Giap sa di toccare un tasto sensibile per il suo popolo. La sensibilità ambientale ha attecchito di recente, e da solo questo argomento non basterebbe. Ma la diffidenza verso i cinesi ha radici profonde nella storia nazionale. Per un millennio il Vietnam fu insidiato dall' influenza dell' Impero celeste. Più di recente, nel 1979 dovette resistere all' invasione militare voluta da Deng Xiaoping, deciso a "castigare" il Vietnam per la sua ostilità ai khmer rossi filocinesi in Cambogia. Gli altipiani centrali sono popolati da minoranze etniche in pericolo. La penetrazione del capitalismo cinese può scardinare delicati equilibri demografici.

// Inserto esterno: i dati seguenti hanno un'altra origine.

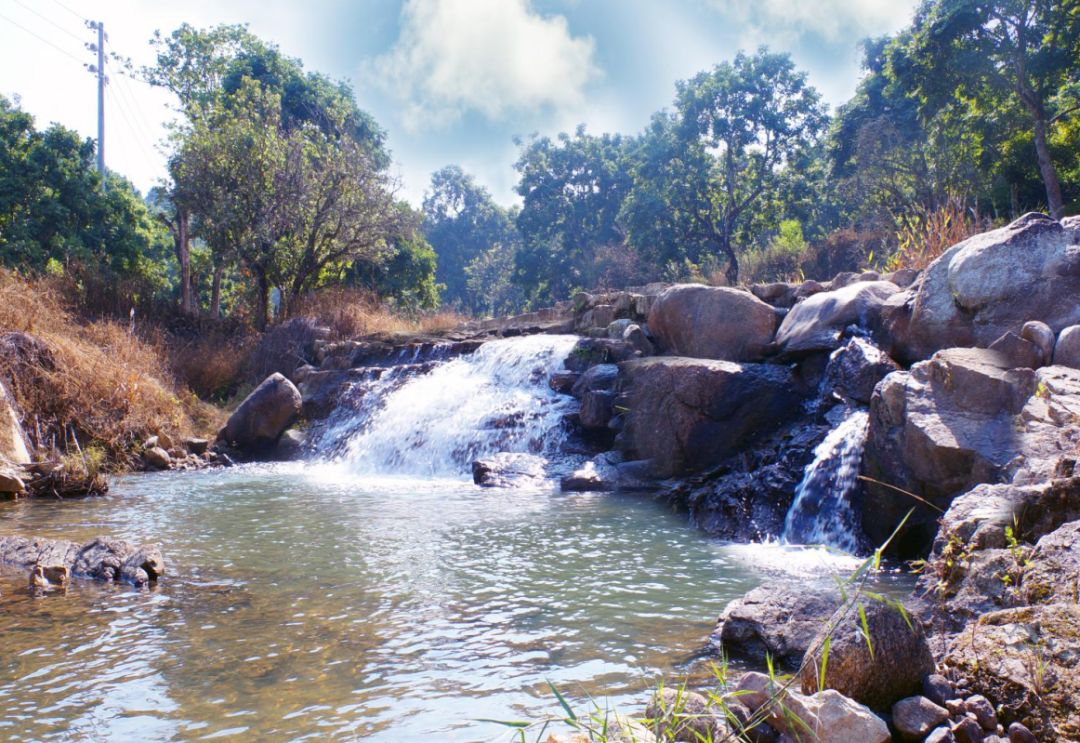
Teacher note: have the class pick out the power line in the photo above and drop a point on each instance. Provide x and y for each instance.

La Chinalco, secondo le abitudini delle grandi imprese di Pechino, porterebbe con sé migliaia di operai e manager cinesi. Un'invasione pacifica, sostenuta dal potere del denaro, ma ugualmente odiosa per il vecchio eroe di guerra.
La sortita di Giap ha avuto effetti miracolosi. Ha dato coraggio ad altre voci di dissenso, in una società civile che si modernizza velocemente. Facendosi scudo del generale 97enne, sono usciti allo scoperto 135 accademici, economisti e scienziati. Hanno firmato anche loro un appello al governo, con toni duri verso la Cina: «La Repubblica Popolare ha una fama sinistra per i disastri ambientali che sta provocando».
Cementati da un forte spirito d' indipendenza nazionale, si mobilitano contro lo scempio della bauxite gli ambienti più diversi: reduci di guerra e giovani ambientalisti, monaci buddisti e comunità cattoliche. La censura non è onnipotente, fioriscono i blog in un paese che ha già 20 milioni di utenti Internet su 89 milioni di abitanti. Grazie a Giap, viene a galla la crisi di consenso verso un modello di sviluppo che sembrava vincente.
Negli ultimi anni il Vietnam era avviato a diventare una piccola Cina, con una fiorente economia di mercato pilotata da un regime illiberale. Gli investimenti stranieri sono affluiti in abbondanza. Hanoi ha ottenuto nel 2007 l'ingresso nell' Organizzazione mondiale del commercio. Ma la recessione globale lascia il segno, nel 2009 il Fondo monetario internazionale prevede che il Pil vietnamita scenderà del 5 per cento.
Il fascino del modello cinese subisce una battuta d' arresto: soprattutto se i dividendi del saccheggio di risorse naturali finiscono direttamente a Pechino.